Preliminary information was obtained by following the kinetics of microtubule assembly in crude brain supernatants. The data showed that: (1) the rate of in vitro microtubule assembly increases with age during brain development; (2) hypothyroidism, when produced in the rat at late pregnancy, slows this evolution; (3) early replacement therapy with thyroid hormones restores normal rates of assembly; (4) the addition of purified MAPs to normal young or 15-day-old hypothyroid brain preparations restores normal rates of polymerization. These and other data suggested that thyroid hormones regulate microtubule assembly by changing the concentration and/or activity of one or more of the MAPs.

Further analysis revealed that striking qualitative changes in MAPs composition occur during brain development. For instance, the TAU fraction, a group of 4–5 proteins with a molecular weight of 60–68 K which is present in adult brain, is absent at early stages of postnatal development: two other entities are present, TAU slow and TAU fast, with different molecular weights, lower activity and different peptide mapping. This latter observation suggests that different TAU genes are expressed during brain development; a conclusion which has been confirmed by cell-free translation of the mRNas coding for these proteins. Analysis of the TAU fraction prepared from hypothyroid rat brains also revealed that a group of TAU proteins. “TAU₃”, is almost missing, whereas thyroid hormone administration markedly increases its concentration. Two-dimensional gel electrophoresis showed that the TAU fraction is composed with more than 15 entities, with at least five of them being under thyroid hormone control.
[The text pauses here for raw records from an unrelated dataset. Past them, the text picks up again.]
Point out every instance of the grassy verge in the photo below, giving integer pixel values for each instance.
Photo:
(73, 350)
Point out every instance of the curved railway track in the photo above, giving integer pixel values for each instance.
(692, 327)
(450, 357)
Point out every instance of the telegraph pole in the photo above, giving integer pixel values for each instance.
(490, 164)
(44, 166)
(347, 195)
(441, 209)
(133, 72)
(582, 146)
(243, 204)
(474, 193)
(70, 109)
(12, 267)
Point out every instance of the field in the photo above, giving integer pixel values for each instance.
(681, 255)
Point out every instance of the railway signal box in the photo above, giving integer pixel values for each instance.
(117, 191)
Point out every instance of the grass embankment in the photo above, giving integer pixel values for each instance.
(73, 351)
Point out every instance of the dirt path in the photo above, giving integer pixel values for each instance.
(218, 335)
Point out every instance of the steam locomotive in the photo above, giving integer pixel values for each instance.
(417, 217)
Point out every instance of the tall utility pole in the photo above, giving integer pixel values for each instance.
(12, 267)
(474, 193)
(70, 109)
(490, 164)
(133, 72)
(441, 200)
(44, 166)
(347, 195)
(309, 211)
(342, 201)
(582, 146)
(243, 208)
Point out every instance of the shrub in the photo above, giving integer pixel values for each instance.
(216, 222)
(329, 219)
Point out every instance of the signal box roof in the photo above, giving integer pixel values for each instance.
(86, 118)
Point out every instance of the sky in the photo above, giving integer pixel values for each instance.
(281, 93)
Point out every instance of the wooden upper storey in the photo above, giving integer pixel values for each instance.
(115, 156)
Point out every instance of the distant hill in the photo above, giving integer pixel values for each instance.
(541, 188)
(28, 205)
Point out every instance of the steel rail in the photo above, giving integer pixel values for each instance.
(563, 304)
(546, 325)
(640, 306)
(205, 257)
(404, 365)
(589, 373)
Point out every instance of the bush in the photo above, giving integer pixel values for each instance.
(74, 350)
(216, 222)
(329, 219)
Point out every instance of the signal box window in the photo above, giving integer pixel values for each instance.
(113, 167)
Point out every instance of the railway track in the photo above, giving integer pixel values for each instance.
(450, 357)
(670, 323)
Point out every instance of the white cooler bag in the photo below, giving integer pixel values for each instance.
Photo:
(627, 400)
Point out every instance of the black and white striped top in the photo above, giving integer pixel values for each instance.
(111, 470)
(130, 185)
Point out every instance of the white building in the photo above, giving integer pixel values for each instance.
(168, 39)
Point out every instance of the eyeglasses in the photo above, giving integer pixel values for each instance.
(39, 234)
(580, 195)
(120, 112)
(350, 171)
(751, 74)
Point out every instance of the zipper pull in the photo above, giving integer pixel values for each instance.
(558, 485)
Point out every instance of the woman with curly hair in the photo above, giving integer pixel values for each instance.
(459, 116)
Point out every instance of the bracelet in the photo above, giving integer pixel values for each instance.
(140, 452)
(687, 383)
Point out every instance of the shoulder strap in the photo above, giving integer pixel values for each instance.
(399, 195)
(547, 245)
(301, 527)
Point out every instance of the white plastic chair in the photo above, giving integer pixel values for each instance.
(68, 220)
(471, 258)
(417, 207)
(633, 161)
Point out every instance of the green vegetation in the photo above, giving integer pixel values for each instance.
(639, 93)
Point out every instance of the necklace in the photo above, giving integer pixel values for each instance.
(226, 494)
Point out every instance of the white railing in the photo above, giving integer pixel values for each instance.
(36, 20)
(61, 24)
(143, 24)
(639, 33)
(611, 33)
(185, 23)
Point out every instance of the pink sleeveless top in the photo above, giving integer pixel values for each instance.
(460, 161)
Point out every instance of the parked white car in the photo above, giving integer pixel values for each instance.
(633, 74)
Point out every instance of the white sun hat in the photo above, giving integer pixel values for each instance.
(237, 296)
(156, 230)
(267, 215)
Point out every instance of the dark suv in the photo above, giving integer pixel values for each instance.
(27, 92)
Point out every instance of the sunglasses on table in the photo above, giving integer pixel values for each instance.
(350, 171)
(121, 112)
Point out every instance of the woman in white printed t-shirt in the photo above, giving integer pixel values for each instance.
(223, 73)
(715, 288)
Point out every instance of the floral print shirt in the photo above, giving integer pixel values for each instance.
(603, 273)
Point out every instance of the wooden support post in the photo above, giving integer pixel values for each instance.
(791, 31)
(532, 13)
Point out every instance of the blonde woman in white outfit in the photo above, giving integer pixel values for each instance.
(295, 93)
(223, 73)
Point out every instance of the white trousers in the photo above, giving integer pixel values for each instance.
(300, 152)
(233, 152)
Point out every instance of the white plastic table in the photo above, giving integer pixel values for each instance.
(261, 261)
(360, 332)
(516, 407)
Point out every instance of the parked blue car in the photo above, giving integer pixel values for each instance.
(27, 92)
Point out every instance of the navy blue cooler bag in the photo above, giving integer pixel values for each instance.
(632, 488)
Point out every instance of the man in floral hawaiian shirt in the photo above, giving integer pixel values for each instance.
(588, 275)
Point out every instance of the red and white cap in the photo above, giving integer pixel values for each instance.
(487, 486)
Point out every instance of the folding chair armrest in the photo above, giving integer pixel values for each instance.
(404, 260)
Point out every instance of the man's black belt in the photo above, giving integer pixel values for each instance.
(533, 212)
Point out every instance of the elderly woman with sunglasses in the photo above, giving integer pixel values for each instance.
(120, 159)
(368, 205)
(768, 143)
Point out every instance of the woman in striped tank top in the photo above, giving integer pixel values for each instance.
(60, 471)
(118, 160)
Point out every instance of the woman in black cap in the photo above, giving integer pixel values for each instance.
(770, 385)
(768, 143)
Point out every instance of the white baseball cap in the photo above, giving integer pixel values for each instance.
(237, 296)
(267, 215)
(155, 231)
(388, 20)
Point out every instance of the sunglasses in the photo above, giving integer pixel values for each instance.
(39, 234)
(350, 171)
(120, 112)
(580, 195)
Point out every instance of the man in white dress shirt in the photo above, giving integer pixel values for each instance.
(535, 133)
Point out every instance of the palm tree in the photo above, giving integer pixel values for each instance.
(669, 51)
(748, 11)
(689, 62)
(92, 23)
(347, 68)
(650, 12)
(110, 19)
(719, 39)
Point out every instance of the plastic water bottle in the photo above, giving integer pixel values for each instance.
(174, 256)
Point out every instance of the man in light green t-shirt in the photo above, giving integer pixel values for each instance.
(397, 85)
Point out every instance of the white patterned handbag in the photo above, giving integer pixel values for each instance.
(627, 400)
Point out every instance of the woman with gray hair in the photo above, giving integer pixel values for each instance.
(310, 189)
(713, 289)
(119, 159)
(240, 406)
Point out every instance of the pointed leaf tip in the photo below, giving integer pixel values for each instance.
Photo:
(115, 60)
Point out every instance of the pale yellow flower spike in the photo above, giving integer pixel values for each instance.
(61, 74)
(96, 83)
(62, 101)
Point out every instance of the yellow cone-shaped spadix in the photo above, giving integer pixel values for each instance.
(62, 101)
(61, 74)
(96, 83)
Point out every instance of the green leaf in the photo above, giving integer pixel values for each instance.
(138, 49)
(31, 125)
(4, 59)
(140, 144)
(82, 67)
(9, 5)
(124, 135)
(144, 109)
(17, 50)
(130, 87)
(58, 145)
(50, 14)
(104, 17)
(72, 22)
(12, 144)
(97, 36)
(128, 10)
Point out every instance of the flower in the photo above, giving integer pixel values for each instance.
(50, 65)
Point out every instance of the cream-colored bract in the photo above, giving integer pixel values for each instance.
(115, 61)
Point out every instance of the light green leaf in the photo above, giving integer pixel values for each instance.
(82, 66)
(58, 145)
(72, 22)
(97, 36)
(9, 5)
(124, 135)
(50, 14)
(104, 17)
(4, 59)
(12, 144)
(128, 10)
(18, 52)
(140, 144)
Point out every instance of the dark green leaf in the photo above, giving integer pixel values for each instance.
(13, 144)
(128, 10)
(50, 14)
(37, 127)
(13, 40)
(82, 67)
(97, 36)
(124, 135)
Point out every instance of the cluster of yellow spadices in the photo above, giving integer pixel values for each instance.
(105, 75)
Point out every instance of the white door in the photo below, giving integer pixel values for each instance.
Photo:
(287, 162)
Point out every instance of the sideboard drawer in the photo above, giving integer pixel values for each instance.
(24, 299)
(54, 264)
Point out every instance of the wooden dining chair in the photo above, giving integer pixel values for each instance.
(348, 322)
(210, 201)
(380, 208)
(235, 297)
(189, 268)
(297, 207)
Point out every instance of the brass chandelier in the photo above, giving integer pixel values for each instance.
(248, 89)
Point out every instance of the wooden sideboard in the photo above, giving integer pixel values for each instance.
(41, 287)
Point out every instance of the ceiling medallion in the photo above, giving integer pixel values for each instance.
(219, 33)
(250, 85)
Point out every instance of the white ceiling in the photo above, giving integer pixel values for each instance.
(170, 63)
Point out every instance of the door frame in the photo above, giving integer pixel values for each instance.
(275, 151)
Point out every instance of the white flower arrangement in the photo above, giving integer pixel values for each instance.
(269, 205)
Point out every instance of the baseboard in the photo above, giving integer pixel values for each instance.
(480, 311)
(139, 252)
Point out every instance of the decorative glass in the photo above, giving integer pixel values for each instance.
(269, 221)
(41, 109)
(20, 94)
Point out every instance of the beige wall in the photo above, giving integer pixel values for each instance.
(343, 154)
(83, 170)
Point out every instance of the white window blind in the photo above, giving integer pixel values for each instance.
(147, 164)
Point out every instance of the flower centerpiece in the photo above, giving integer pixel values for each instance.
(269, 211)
The precise physiological significance of the heterogeneity of MAPs and of the changes in MAPs composition seen during development and in hypothyroid rat brain remains to be determined. The assumption is made that these changes might be of utmost importance to regulate the number and length of the microtubules, and therefore the number and length of the neurites which are formed during the differentiation process of the different neurons. Thyroid hormones would be in these respects one of the epigenic factors required to synchronize sequentially the expression of the genes coding for these proteins in the different nerve cells.